First of all, it is not necessary to hold a Spanish nationality to be able to make a Spanish will. If properties or any other kind of valuable assets are based in Spain or publishes in the Spanish public registry it will be possible to make a will concerning those assets. Figuring out if you can ask for Spanish nationality may look difficult but is a simple reasoning after all. Articles concerning Spanish nationality issues are at the Civil Code (Código Civil) in the first book, title number one “Of Spaniards and foreign”. In this chapter we can find all requirements to be a Spanish national and under what requirements are you entitled to ask for the nationality. The first article of the chapter, article 17 name all circumstances under a person is consider Spaniard by origin, these circumstances are; 1º those born of a Spanish mother or father, 2º those born in Spain with foreign parents, if at least one of them was also born in Spain. 3º those born in Spain with foreign parents if they both lack nationality or any of their nationalities can be hold by their offspring. 4º those born in Spain whose filiation are not determined. In these cases are presumed born in Spain those over 18 years old whose first residence place known in Spain.
These are the cases when somebody actually born in Spain can be considered a Spanish citizen. In the cases that a foreign moved to Spain and has been living long enough to start wondering if it’s possible to opt for Spanish nationality, it will be necessary to look for it in another article, this is the article 22 of the same Act. This article establishes that Spanish nationality will be granted to those living in Spain for 10 years. It will be necessary residence of 5 years for refugees and 2 years for nationals of Spanish American countries, Andorra, Filipinas, Equatorial Guinea, Portugal or Sephardic. Among other requirements and circumstances, for residency to count, it will have to be continued (not interrupted by moving to other country. It is not necessary to be living in Spain for 10 years for those who have married a Spanish national, those born in Spain among other not so common circumstances.

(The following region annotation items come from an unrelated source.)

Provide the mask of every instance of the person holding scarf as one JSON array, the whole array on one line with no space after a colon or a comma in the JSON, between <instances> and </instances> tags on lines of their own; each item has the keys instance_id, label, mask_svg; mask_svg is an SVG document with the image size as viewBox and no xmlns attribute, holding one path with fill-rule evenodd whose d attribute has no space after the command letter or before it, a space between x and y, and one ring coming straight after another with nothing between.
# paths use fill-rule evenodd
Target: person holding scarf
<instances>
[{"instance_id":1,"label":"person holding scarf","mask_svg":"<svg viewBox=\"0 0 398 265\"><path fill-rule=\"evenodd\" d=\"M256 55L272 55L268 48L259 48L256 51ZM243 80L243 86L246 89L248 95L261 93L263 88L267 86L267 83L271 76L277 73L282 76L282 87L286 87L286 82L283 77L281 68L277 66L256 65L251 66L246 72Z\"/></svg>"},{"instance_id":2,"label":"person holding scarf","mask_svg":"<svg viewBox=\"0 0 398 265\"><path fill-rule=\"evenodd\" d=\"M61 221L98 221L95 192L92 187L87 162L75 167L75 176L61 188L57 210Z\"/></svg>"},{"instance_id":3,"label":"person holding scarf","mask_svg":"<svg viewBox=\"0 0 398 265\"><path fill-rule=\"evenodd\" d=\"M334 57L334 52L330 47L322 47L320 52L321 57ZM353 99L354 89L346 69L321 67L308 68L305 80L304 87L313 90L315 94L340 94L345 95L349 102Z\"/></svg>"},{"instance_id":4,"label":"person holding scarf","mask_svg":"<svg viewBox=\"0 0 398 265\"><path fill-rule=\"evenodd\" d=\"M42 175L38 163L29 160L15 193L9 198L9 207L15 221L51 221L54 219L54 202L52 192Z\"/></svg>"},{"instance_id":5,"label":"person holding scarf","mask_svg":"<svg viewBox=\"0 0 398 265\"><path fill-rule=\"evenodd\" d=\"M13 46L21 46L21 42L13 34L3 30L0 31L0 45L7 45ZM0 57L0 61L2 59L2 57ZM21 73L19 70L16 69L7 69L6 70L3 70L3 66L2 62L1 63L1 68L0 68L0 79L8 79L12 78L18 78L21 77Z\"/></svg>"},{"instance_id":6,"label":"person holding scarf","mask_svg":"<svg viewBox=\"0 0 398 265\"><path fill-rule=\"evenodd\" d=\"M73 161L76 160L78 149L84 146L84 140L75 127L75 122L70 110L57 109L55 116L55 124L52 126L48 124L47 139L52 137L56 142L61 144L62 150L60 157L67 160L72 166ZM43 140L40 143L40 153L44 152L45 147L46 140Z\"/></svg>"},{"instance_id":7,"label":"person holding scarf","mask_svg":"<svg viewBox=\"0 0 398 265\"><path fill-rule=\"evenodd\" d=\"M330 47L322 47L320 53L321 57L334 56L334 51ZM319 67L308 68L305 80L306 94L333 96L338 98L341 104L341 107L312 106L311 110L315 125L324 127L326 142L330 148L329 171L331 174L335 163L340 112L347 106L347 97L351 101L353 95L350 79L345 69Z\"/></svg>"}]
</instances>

Anyhow, making a Spanish Will does not have as a mandatory requirement to be a Spain national, as commented before, any properties or assets bind or placed in Spain can be included in the Spanish Will. It is recommendable to make a Spanish will for Spanish assets and another will in the home country for the assets that have remained there. When making a Will in Spain there are several important facts to bear in mind with; the existence of “legítimas”, mandatory partitions of your heritage, the mandatory requirement of handle your will before a Spanish Notary and so on. All this requirements make it hard of a non-Spanish speaker person to successfully create a will under the legalities of Spanish Laws, thus we recommend to hire a lawyer specialized on it. In this post we will explain separately all main steps to get through a will without major problems.
For making a will it will be necessary to choose witnesses in order to “certify” that the will is the one he wrote. Will is made before a Spanish Notary, and the testator will have to dictate the document or hand it written. Notary will do all procedures in a single act called “the reading of the will”, in this act the notary will identify the testator and the two witnesses, read the document – after it was dictated or handed by the testator – enouncing day, month, year, place, and time. After this, the document will be signed by the testator and witnesses.
Please note that in Spain is it common to hire an executor, although it is possible to do it. The content of the Will have to be clear and, as the article 684 of the Civil Code says, if the will is going to be made in a foreign language, a sworn translator must be hired in order to do he correct writing of the will.
When writing a Will in Spain or thinking about making one, is important to bear in mind with the Law of obligatory Heirs (Ley de herederos forzosos) this means in quick terms, that any will have to be divided in three parts. One third must be left to the children, divided between them equally, another third goes also to the family, this is called “tercio de mejora” but unlike the first one, the testator can actually decide about this one more freely that with the first third we talked about. The last third is at the complete disposal of the testator, no restrictions on this are made.
After the death of the owner of the will, if the deceased passed away in another country, the death certificate will have to be officially translated and notarized, if it takes place in Spain, a death certificate must be produced and the Inheritance Tax, derived from the heritage left has to be paid within 6 months.
Inheritances are always a sensitive issue to deal with and most of the time it takes more time than it should, whether to hand a will or to accept one before Notary, we recommend to hire a lawyer. Wills can create some difficult situations or tensions between family members, absolutely undesirable situation in such a difficult moment of loss. For your complete peace of mind, we strongly recommend to hire a lawyer. This not only will make things easier but allow you to skip long and time-consuming formalities.